Volume 91, No.2, March-April 2005

ARCHIVE EDITION
RETURN TO HOMEPAGE OF THIS ISSUE
Duke Magazine-The Silent Epidemic, by Bridget Booher  


Hooking Up
Lines of defense: remembering victims of assault
Lines of defense: remembering victims of assaultPhoto:Jim Wallace

Dating is outdated. That's what this generation of young people has concluded, and it may help explain why huge parties and random "hook-ups" have replaced the social convention. Large parties at Duke and other campuses are alluring because they provide an opportunity to be around hundreds of other young people, usually with plenty of alcohol available as a social lubricant. But the parties also provide opportunities for students to hook up, meaning anything from a heavy make-out session to intercourse. A hook-up, students say, is viewed as an isolated encounter that may or may not lead to any subsequent interaction.

But because of that ambiguity, a hook-up can lead to misunderstandings, creating a situation in which sexual assault or date rape is more likely to occur. In a study, "College Women's Experiences of Sexual Coercion," published last year in the journal Trauma, Violence & Abuse, co-authors Leah Adams-Curtis and Gordon Forbes argue that "coercive sexual behavior among college students can best be understood within the context of other sexual behaviors and values on college campuses," including sexual promiscuity and alcohol.

Duke's social scene is not an anomaly. According to a 2001 study, "Hooking Up, Hanging Out, and Hoping for Mr. Right: College Women on Mating and Dating Today," commissioned by the Independent Women's Forum, 91 percent of college women say the hook-up culture defines their campus. Whether this is good or bad is up for debate. Some women, including two female columnists for The Chronicle, have celebrated the idea that women can be as sexually liberated as men. Last year, Whitney Beckett '04 wrote a column, "Sex and the Chapel," that channeled Sarah Jessica Parker on Sex and the City. She offered breezy snapshots of Duke women gathering to drink and compare sexual partners.

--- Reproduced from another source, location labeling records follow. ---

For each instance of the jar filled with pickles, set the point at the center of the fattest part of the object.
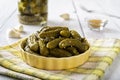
(33, 12)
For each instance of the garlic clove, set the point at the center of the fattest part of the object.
(65, 16)
(19, 28)
(12, 33)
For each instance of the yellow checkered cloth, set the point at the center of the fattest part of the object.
(104, 51)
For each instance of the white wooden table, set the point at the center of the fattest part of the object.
(58, 7)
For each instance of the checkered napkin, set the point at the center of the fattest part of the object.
(104, 51)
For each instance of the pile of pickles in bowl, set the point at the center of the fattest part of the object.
(32, 12)
(55, 48)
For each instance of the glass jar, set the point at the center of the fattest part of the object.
(33, 12)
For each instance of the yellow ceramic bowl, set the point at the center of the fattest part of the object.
(52, 63)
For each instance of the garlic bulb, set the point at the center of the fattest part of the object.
(19, 28)
(65, 16)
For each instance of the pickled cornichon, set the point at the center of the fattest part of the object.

In her columns last year and this fall, sophomore Shadee Malaklou encouraged her peers to embrace their sexuality and have as much fun as the guys. Malaklou taught a student-led, half-credit house course last spring titled "Dating and Mating: The Hook-Up Culture at Duke" and is teaching it for the second time this spring. She also notes that most Duke students are so driven, with career paths charted through postgraduate schooling and beyond, that no one expects to meet his or her future spouse as an undergraduate.

What is missing in all these blithe assessments of twenty-first-century relationships is the idea of romance, of caring relationships marked by mutual respect. "Part of the problem is who is defining social norms," says Larry Moneta, vice president for student affairs. "TV shows and popular music celebrate drugs, drinking, and casual sex. Students seem to want an accelerated approach to relationships so that it becomes almost utilitarian."

Sue Wasiolek '76, M.H.A. '78, LL.M. '93, assistant vice president for student affairs, has spent most of her professional career watching the changing social mores of Duke students. She says that no matter how students rationalize the hook-up culture, "the whole notion of sexual relationships is not frivolous. I'm not saying that from a moral standpoint. I'm talking about the way we view physical intimacy and take care of one another. And it is more significant and important than people in this generation treat it."